Have you ever walked into the communal restroom of your floor and noticed a watering can lying in a corner? Or a blue sprinkler? Or an empty Aquafina water bottle (Evian if we’re being boujee)? Don’t worry, there isn’t a hydration-obsessed ghost living on your floor. There likely is, however, a Muslim student.

I live in a suite with two other Muslims. If you walk into our restroom, you’ll see three portable bidets neatly lined up in the corner. Guests who use our restroom are often confused when they see them. They don’t explicitly ask, but I know they wonder, “Why do they have three water sprinklers and no plants, why are they in the bathroom, and why do they come in different shapes and sizes?”

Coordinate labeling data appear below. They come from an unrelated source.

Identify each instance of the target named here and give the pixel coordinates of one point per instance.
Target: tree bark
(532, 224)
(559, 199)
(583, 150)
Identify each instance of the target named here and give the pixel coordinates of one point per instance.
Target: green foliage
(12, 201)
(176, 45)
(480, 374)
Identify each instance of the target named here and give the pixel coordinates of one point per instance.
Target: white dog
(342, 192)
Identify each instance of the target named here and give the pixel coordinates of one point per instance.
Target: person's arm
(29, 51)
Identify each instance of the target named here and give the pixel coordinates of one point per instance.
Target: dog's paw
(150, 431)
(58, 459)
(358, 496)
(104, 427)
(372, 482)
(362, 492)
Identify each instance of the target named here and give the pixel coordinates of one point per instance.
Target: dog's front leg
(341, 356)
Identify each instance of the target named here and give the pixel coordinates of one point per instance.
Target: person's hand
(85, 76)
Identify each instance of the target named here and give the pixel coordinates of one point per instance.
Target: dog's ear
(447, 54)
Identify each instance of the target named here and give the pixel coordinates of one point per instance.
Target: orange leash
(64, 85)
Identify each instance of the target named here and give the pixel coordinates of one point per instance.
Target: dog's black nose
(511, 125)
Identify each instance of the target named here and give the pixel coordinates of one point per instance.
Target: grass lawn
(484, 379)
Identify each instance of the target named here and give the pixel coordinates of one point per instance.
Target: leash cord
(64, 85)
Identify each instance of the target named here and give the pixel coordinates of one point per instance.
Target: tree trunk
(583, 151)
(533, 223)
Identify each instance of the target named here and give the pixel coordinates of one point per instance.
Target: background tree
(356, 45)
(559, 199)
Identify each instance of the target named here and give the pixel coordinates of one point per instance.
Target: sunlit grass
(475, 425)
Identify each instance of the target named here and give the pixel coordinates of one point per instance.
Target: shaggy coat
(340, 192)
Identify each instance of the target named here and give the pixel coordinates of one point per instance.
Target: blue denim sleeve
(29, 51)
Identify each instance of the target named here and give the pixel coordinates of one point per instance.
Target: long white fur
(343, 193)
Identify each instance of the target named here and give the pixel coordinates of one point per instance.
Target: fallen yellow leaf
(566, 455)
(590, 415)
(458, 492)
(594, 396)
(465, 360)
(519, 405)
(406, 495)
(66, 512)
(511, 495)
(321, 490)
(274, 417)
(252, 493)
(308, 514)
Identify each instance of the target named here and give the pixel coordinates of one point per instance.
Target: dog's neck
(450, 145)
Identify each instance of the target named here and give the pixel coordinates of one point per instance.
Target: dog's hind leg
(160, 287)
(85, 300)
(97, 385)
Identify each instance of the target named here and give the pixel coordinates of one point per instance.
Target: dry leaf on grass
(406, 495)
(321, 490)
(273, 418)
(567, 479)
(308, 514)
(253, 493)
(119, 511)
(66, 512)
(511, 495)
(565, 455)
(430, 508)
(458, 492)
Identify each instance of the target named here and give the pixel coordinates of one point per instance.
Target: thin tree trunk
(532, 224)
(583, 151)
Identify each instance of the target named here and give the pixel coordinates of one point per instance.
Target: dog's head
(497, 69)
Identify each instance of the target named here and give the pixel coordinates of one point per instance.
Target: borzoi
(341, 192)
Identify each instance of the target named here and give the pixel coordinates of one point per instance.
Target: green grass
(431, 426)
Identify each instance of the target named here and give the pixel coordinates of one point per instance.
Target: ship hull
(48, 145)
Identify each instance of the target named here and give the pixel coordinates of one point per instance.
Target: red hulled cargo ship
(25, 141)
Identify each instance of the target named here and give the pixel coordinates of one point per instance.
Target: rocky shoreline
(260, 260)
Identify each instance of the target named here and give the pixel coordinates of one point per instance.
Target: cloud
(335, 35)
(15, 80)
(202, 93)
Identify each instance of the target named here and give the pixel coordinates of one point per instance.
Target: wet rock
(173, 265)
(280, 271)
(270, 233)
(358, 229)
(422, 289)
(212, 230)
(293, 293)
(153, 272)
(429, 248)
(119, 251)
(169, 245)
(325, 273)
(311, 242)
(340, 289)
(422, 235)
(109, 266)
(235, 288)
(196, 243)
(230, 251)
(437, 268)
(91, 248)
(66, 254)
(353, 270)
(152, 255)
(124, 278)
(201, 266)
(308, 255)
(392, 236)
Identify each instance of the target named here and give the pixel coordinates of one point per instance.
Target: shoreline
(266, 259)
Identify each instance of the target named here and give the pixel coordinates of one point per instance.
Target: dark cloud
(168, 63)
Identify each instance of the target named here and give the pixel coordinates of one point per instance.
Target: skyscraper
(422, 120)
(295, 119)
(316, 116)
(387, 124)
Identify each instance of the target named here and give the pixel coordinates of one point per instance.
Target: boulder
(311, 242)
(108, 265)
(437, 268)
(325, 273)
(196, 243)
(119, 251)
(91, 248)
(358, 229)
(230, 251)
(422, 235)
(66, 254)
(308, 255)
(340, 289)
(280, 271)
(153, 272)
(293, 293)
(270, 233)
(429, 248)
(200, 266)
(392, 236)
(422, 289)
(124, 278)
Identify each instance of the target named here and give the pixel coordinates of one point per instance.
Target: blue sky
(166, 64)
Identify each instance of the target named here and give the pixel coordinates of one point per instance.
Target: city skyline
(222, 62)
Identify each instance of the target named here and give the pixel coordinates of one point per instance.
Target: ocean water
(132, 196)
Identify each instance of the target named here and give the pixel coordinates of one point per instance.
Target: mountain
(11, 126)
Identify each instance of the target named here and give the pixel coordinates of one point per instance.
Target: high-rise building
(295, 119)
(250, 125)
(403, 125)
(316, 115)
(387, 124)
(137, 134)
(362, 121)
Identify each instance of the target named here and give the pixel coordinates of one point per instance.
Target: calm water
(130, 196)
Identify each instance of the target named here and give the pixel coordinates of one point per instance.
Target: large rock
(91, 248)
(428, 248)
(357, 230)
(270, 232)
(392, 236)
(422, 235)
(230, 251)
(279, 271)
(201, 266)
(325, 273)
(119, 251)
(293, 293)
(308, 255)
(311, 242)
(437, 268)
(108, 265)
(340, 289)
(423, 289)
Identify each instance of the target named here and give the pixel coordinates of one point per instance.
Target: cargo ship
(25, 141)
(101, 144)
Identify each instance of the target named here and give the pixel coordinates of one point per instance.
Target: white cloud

Turns out we sprinkle other things as well!

Before I moved to Columbia from the Middle East, one of my biggest concerns was maintaining my hygiene. In most homes in Muslim-majority countries, and definitely in some non-Muslim-majority countries as well, bathrooms will have some form of an installed device, formally known as a bidet, that supplies water for personal cleaning purposes.

One of the untold struggles of being a Muslim college student away from home is figuring out how to continue this practice of hygiene. As I alluded to in my introduction, students find creative ways to do so. Some students use empty water bottles, watering cans, or sprinklers to replace a formal bidet. Others bring a lota—a water vessel—with them, particularly if they are of South Asian descent. Many, including myself, were a little too excited to find portable bidets that are sold online. All of these devices are vessels that carry water in some capacity to wash one’s backside after one uses the bathroom.

There were many times that I made the trek to a friend’s apartment to use the restroom because she had installed a bidet. There were many other times that I would dampen tissue paper with water and hand it to a friend from under the stall door of a Butler Library restroom.

“Can you do me a favor?” she would whisper to me in Arabic.

“Do you want me to wet a tissue for you?” I’d respond in a language that the other bathroom dwellers would not understand.

I would do as she asked, hoping no one would notice.

Many Columbia students are unaware that their Muslim peers go to great lengths to maintain such bathroom conventions. This may be a reflection of the general discomfort surrounding discussing hygiene practices, particularly those that pertain to intimate areas. In Muslim spaces on campus, we often exchange humorous stories of people’s misconceptions at our makeshift bidets or our shared belief that others should also use water to wash after using the bathroom.

So why do we continue to search for solutions despite the inconvenience? In addition to being a religious and cultural practice, we do it because we believe it's cleaner. There are many benefits to using water instead of just toilet paper, so I will try to convince you to start using water when “you gotta do what you gotta do.”

Though limited controlled experiments have been conducted, some physicians agree that washing is healthier than just relying on toilet paper alone. Washing can prevent infections from spreading thoroughly clean in a way just wiping cannot. Washing the bacteria from the anal region can protect from urinary tract infections, particularly in women, as it reduces the chances of the bacteria moving to the urethra. A 2005 study found that the bacterial content of urine decreased in a group of nursing home residents instructed to use a bidet system.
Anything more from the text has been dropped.